Padahal, banjir ini bukan baru. Bukan mendadak. Bukan tak terduga. Justru, banjir adalah salah satu isu paling laris selama kampanye politik.
Sorong, RajaAmpatNews — Hujan deras yang mengguyur Kota Sorong pada Minggu, 22 Juni 2025, kembali membuka luka lama yang tak juga sembuh. Tapi hari itu, bukan sekadar laporan warga atau kabar dari media sosial — kami, tim Raja Ampat News, menyaksikannya sendiri.
Kami sedang berada di Sorong, dan berangkat dari Rufei menggunakan mobil menuju arah Kilo 12 Masuk. Hujan turun tak terlalu deras, tapi cukup konstan. Sepanjang perjalanan, kami mendapati genangan air di mana-mana. Mulai dari depan RRI Sorong, air mulai tampak menggenangi sisi kiri jalan.
Memasuki kawasan Jalan Pendidikan Kilo 9, air semakin dalam dan meluas. Di depan PLTD, kendaraan mulai melambat karena roda-roda sudah menembus genangan.
Yang membuat kami terdiam adalah saat memasuki kawasan Kilo 10. Genangan air tak lagi sekadar mengisi badan jalan, tapi menutup akses jalan utama yang menghubungkan ke kilo 10 masuk.

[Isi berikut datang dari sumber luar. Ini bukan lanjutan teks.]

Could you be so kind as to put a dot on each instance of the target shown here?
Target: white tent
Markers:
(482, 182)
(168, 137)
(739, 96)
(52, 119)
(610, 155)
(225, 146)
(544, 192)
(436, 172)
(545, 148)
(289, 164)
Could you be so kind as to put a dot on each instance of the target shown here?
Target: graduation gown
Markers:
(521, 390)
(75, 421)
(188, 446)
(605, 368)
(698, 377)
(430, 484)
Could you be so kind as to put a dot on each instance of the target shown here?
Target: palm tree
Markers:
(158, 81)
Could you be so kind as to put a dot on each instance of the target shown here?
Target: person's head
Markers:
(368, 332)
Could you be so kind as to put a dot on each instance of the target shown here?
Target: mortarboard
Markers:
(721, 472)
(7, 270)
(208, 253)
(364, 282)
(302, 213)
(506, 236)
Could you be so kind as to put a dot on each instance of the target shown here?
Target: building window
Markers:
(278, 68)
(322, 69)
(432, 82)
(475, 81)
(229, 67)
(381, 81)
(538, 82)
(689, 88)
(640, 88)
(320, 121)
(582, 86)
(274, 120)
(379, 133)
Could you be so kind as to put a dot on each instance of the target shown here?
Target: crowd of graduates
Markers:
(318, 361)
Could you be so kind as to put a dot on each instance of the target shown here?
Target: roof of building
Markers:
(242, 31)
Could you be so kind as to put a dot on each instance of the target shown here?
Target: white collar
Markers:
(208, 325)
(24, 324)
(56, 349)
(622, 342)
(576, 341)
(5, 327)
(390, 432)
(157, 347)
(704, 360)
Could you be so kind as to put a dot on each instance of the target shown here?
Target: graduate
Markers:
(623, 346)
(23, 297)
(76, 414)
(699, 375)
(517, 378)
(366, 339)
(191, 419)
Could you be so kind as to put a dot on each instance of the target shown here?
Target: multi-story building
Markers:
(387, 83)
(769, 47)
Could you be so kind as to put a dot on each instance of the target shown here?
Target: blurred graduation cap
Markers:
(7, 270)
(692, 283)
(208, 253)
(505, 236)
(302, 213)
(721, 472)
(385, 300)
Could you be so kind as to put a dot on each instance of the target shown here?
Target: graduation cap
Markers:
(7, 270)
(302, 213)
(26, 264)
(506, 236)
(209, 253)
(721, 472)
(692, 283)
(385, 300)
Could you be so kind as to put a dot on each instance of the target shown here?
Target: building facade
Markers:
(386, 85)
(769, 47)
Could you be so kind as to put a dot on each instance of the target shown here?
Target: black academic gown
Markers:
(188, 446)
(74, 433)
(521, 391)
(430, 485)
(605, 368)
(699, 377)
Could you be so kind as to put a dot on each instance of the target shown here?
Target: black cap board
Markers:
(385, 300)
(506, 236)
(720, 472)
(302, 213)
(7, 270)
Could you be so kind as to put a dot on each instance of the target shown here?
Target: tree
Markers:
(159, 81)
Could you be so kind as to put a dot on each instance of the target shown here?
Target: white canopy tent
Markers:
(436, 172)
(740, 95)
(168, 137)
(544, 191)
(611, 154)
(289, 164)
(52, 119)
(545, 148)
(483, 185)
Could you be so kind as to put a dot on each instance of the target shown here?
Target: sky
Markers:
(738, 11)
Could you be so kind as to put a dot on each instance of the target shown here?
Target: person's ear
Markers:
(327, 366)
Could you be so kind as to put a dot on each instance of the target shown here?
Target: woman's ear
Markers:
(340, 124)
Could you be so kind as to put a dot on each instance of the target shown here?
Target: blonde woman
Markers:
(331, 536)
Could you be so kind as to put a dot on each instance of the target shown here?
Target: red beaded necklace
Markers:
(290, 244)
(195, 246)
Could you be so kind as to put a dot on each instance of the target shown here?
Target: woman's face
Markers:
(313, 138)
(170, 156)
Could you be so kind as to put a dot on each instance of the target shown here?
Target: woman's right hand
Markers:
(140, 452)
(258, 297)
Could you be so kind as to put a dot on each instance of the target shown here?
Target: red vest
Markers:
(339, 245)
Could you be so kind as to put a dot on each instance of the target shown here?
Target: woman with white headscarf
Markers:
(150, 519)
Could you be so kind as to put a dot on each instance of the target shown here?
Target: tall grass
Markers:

Beberapa pengendara motor berhenti, ragu-ragu menerobos. Seorang ibu terlihat menuntun anaknya melewati genangan setinggi betis.
Kami akhrinya memutuskan untuk mundur dan harus melewati Kilo 12 Masuk untuk balik ke kilo 10 masuk saat tiba di kompleks 10 masuk kondisi justru semakin parah. Air menutup badan jalan. Dan tak satu pun kendaraan yang lewat.
Bahkan air sudah masuk ke pekarangan, sebagian warga terlihat mengangkat barang-barang ke tempat yang lebih tinggi. Wajah mereka lelah, tapi tidak terkejut — seolah ini sudah menjadi bagian dari hidup yang mereka “terima paksa”.
Dari balik kaca mobil yang mulai berkabut, kami tak hanya melihat air. Kami melihat kegagalan.
Kami melihat janji-janji politik yang dulu diucapkan dengan lantang kini tenggelam di jalanan yang tergenang.
Kami menyaksikan langsung bagaimana Kota Sorong — beranda barat Papua, wajah pertama dari Provinsi Papua Barat Daya — tampak compang-camping di bawah guyuran hujan.
Padahal, banjir ini bukan baru. Bukan mendadak. Bukan tak terduga. Justru, banjir adalah salah satu isu paling laris selama kampanye politik.
Dari calon wali kota, calon gubernur, hingga para caleg DPR Kota Sorong dan DPR Papua Barat Daya dapil Kota Sorong — semua menjadikan isu banjir sebagai “magnet suara”. Mereka menyebut banjir sebagai bukti lemahnya pemerintahan sebelumnya, dan mereka berjanji akan menyelesaikannya segera bila terpilih.

Kini semua sudah duduk di kursi empuk kekuasaan. Dan rakyat yang memilih mereka — tetap duduk di kursi plastik yang digenangi air.
Seorang sopir Maxim yang kami ajak bicara menyindir, “Waktu hujan begini, siapa wakil rakyat yang turun? Mana wali kota? Mana gubernur? Dulu mereka semangat bicara. Sekarang, rakyat saja yang sibuk angkat barang dari air.”
Perjalanan singkat dari Rufei ke Kilo 12 hari itu menjadi perjalanan panjang bagi nurani kami sebagai jurnalis. Karena kami tidak hanya melihat banjir. Kami melihat pengkhianatan. Kami melihat rakyat yang tetap setia bertahan, sementara pemimpinnya sibuk dengan jadwal-jadwal protokoler.
Kota Sorong bukan sekadar kota. Ia adalah simbol Papua Barat Daya. Jika simbol ini rusak, reputasi provinsi ini ikut tercoreng. Banjir tak hanya menyapu jalan — ia menyapu kepercayaan rakyat.
Kini rakyat tak ingin lagi janji. Mereka butuh kerja. Butuh pemimpin dan wakil rakyat yang hadir bukan hanya saat kampanye, tapi juga saat air menutup jalan dan harapan mulai tenggelam.